Submarino nuclear: um mar de novas possiblidades para o crescimento industrial


De acordo com o contra-almirante Alan Paes Leme Arthou, o submarino é uma ótima oportunidade para o país desenvolver tecnologia e agregar valor aos seus produtos.

A construção do submarino com propulsão nuclear pode representar um ganho para a indústria brasileira e para o desenvolvimento do país. A opinião é do contra-almirante (RM1-EM) Alan Paes Leme Arthou, que conhece bem o projeto. Ele foi gerente da coordenadoria-geral do Programa de Desenvolvimento de Submarino com Propulsão Nuclear da Marinha. “O que for feito para o submarino, que exige tecnologia de ponta, certamente terá múltiplas possibilidades de uso, como já ocorreu com muita tecnologia militar. Isso pode significar um grande incremento na indústria nacional, agora é preciso que o governo faça a sua parte. Ele deve incentivar e estabelecer políticas que permitam esse crescimento”, afirma. membro da ANE, o contra-almirante Alan Paes Leme Arthou falou sobre essa grande obra da engenharia para o Boletim da Academia. Nesta entrevista, o Acadêmico fala sobre as vantagens do submarino nuclear e as possibilidades que ele representa para o país.
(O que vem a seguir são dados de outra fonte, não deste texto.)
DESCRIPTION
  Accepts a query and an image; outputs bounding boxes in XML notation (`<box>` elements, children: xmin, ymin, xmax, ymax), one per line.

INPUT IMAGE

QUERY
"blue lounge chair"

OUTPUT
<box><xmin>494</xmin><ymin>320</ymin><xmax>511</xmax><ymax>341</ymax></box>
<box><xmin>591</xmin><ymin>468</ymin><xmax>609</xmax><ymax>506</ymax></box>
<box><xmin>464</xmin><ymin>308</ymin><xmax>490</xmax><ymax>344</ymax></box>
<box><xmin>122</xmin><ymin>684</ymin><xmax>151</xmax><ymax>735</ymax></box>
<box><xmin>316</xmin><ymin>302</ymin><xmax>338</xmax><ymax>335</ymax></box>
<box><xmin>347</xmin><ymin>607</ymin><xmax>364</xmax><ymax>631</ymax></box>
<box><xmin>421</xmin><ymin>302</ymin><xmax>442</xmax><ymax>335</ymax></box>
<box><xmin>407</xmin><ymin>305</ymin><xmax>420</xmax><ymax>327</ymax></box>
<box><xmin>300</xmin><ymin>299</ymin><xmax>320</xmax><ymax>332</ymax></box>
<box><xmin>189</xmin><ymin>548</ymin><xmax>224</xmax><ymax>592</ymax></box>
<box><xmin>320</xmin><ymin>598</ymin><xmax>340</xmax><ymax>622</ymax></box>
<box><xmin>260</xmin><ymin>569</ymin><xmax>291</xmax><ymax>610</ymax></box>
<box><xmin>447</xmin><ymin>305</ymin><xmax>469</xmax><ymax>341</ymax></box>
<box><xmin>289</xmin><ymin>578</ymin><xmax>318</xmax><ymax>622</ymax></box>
. Boletim ANE: Por que o Brasil deve investir em submarino?

. Alan Paes Leme Arthou — A primeira coisa que temos que analisar é se há ou não necessidade de defesa. Se fizermos uma casa, vamos fazer uma cerca ou muro para evitar que o ladrão tente assaltar; para evitar que ele tenha acesso fácil. Isso chama-se dissuasão. Um sistema de defesa, uma Marinha, por exemplo, existe para dissuasão, assim como as forças armadas. Somos um país que não quer gastar muito com defesa, mas é preciso lembrar que qualquer navio de superfície é localizado facilmente por satélite. Navios de superfície, embora tenham várias aplicações, não são tão eficientes em dissuasão quanto um submarino. Este último, ao mergulhar fica invisível, ninguém sabe onde está. Em termos de custo-benefício é a arma do pobre, da mesma forma que a guerrilha contra exércitos bem armados. O custo é baixo para o benefício.

. B/ANE: Que oportunidades o desenvolvimento de um submarino pode gerar para o país?
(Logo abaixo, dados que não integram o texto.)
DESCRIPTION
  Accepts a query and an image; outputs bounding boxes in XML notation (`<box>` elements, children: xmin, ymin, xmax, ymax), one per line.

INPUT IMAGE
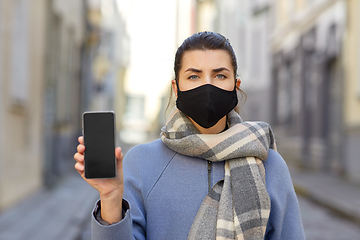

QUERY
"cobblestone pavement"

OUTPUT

. Alan Paes — Ele é o único projeto nacional com potencial para ser integrador e desenvolvedor de conhecimento. O único com envolvimento de mais de 100 tecnologias diferentes, que exigem uma série de requisitos que depois, aplicados a produtos similares – mesmo que não seja para uso em um submarino- aumentam sua qualidade e competitividade no mercado externo. O lucro que o Brasil terá ao exportar ou deixar de importar equipamentos, por conseguir desenvolver tecnologia, é muito maior do que o gasto. O desenvolvimento de equipamentos nacionais para o submarino é um alavancador de tecnologia. Vamos melhorar a qualidade do nosso produto de linha.

. B/ANE: Por que a Marinha resolveu investir no submarino nuclear?

. Alan Paes — A ideia inicial de um submarino como arma de guerra apareceu na Guerra da Secessão americana onde alguém pensou em fazer um barril de madeira que afundasse e pudesse assim se aproximar do casco do navio inimigo, sem ser visto, para colocar explosivos. O fato é que se esconder sob a água facilita a ação agressiva. No Brasil, começamos a usar submarinos em 1908, com a importação de submarinos italianos. O submarino é uma arma terrível. Você nunca sabe de onde vem o tiro, é um terrorista. Então, ele é sempre temido porque pode causar muito estrago.

. B/ANE: Mas por que nuclear?

. Alan Paes — O submarino tradicional depende de bateria, quando a carga dela acaba é preciso recarregar usando o conjunto motor diesel e gerador e para isso é necessário vir próximo à superfície para admitir ar. Ao fazer isso, o submarino torna-se detectável ao radar, apesar de já existir material absorvedor de onda radar. Ele também pode ser detectado por satélite, por meio dos sistemas de infravermelho. Um submarino convencional navegando na velocidade máxima ficará sem bateria em duas horas. Se a navegação for feita a 6 nós (cerca de 11km/h), uma velocidade baixa e silenciosa, consegue passar no máximo 24 horas submerso. Depois, deverá voltar próximo à superfície e permanecer entre 7 e 10 horas, vulnerável à detecção, para recarregar as baterias. O submarino nuclear não precisa vir a superfície porque a propulsão dele usa reação nuclear que dispensa oxigênio, além disso pode andar na máxima velocidade o tempo todo (que, dependendo do submarino, pode chegar a 35 nós – quase 65km/h). A limitação do tempo de operação submerso vem da tripulação uma vez que estudos indicam que os seres humanos aguentam no máximo três meses submersos. Após esse período, o alto nível de estresse pode provocar erros operacionais.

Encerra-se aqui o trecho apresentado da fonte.